Speaking of sin and temperament, it would be incomplete not to acknowledge Hein’s other paintings: his religious works. “The only reason I do these religious paintings is because they’re payback,” he confesses. “I’m very Christian, and that was a big part of getting through the cancer, and now it’s my way of giving back. And so indirectly, it has affected my art. All of it.”
It pains him some that his contemporary work tends to justify his religious work. And he’s very aware of that unspoken separation between “real” art and religious art. But he paints the religious pieces more for a higher power than for monetary reward. The paintings usually tell a story he relates to, such as his version of THE RASING OF LAZAURS-“I know what it’s like to wake up thinking you were never going to wake up again,” he says. Besides, the religious works require a different set of artistic muscles, and he’s always gone against the grain. “Everyone told me not to do everything I’ve done,” says Hein. “There’s nothing harder, though, than those religious paintings. It’s not just the subject matter, either. It’s the technique.
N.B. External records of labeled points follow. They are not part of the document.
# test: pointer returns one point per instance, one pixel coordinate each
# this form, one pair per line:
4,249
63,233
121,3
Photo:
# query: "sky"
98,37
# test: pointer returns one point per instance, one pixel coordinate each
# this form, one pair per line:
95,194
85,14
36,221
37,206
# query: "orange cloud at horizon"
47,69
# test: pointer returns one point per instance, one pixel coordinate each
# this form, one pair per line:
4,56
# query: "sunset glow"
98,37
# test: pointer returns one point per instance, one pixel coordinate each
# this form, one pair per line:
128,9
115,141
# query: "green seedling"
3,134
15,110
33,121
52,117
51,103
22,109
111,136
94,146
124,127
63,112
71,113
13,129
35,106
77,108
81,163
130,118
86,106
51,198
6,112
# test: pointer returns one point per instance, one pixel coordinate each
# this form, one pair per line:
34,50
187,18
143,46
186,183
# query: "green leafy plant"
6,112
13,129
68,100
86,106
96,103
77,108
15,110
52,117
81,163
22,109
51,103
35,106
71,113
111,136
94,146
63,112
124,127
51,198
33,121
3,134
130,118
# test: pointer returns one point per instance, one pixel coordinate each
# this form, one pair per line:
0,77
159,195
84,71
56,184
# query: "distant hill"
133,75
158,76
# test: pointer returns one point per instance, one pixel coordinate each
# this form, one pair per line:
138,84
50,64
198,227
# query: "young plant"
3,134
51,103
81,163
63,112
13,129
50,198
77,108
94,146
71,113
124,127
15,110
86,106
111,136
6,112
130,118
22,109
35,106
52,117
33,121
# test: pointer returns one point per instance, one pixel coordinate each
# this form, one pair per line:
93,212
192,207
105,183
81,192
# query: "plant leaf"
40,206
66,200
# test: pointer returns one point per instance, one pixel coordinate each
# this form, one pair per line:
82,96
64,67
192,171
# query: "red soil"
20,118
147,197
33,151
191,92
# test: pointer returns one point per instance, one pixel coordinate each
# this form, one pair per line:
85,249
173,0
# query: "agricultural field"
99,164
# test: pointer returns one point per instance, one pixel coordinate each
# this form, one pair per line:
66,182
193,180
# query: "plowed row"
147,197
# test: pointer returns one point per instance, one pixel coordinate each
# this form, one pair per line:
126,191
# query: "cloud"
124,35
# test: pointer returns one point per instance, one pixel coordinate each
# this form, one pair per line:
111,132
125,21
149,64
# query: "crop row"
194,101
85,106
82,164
But I learn a lot more about design by doing both the religious and the contemporary paintings.
“The only philosophy I have is design,” continues Hein, who’s drawn to bold shades of color and flat backgrounds. “I try to come up with interesting compositions while incorporating the figure. And whether it’s a figure or a field of red, it’s still a design decision. Still, it’s tough to bounce back and forth between the two. It’s almost like I have to shut off part of my brain.”
Truth be told, however, part of the reason he has stayed in Utah is because of the religious paintings. “I’m in the perfect market for them,” he admits. This despite his initial thought that he’d leave Salt Lake after a couple o years, despite the feeling he’s always had that he’s a man without a home, despite a reluctance to hang any of his paintings – his religious ones especially-in his own house.
“Sadly, that’s my goal,” confesses Hein, now 31. “To paint something that I can feel good about hanging in my own house and say, Wow, that is cool! Every now and then that happens. But usually, when I finish paintings, I can’t stand them. It’s like looking in a mirror. I can see myself. I can’t get past that it’s me.”
More and more, though, Hein’s been able to get past that feeling. Recently, he was asked to participate in this month’s U.S. Artists American Fine Art show in Philadelphia, PA. “I paint figures fairly uniquely,” he reasons. “I do it on one shot so that the paint looks fresh and clean and colorful.” He pauses. “If something’s beautiful, regardless of its content, if it’s beautiful enough, people will feel good. People will respond to it.”